Core network NEs require both general and intelligent computing infrastructure resources, while training and inference applications also demand distributed deployment. Therefore, hybrid pooling and distributed deployment of general and intelligent computing resources have become key features of AI+ telecom cloud deployment (see Fig. 1).

The telecom cloud is seamlessly transitioning from general computing to intelligent computing resource pools, with unified orchestration and management of both as a key feature. A centralized cloud platform typically manages general and intelligent computing infrastructure resources, such as computing, storage, and network, while the orchestration of general and intelligent computing resources is handled by the telecom cloud management platform.

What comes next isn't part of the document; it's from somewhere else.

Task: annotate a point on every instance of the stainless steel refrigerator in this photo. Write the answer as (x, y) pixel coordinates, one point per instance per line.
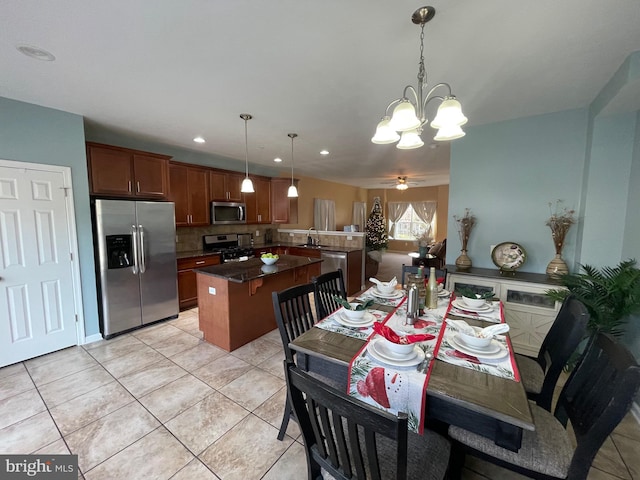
(136, 263)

Pre-training of foundational large models, precision tuning of industrial large models, and fine-tuning of large models for customer scenarios all demand varied computing power and deployment locations. In line with the hierarchical architecture of operators’ telecom clouds, the AI+ telecom cloud also adopts a three-level deployment model: a hub-level large model training center, regional resource pools for integrated training and inference, and edge-level all-in-one training and inference machines.

The transformation of the telecom cloud across computing, storage, network, orchestration, and deployment provides an infrastructure foundation for the intelligent evolution of core network services and O&M. With a full range of intelligent computing products and extensive experience in end-to-end intelligent computing center deployment, ZTE is well-positioned to help operators drive the intelligent transformation of their core networks.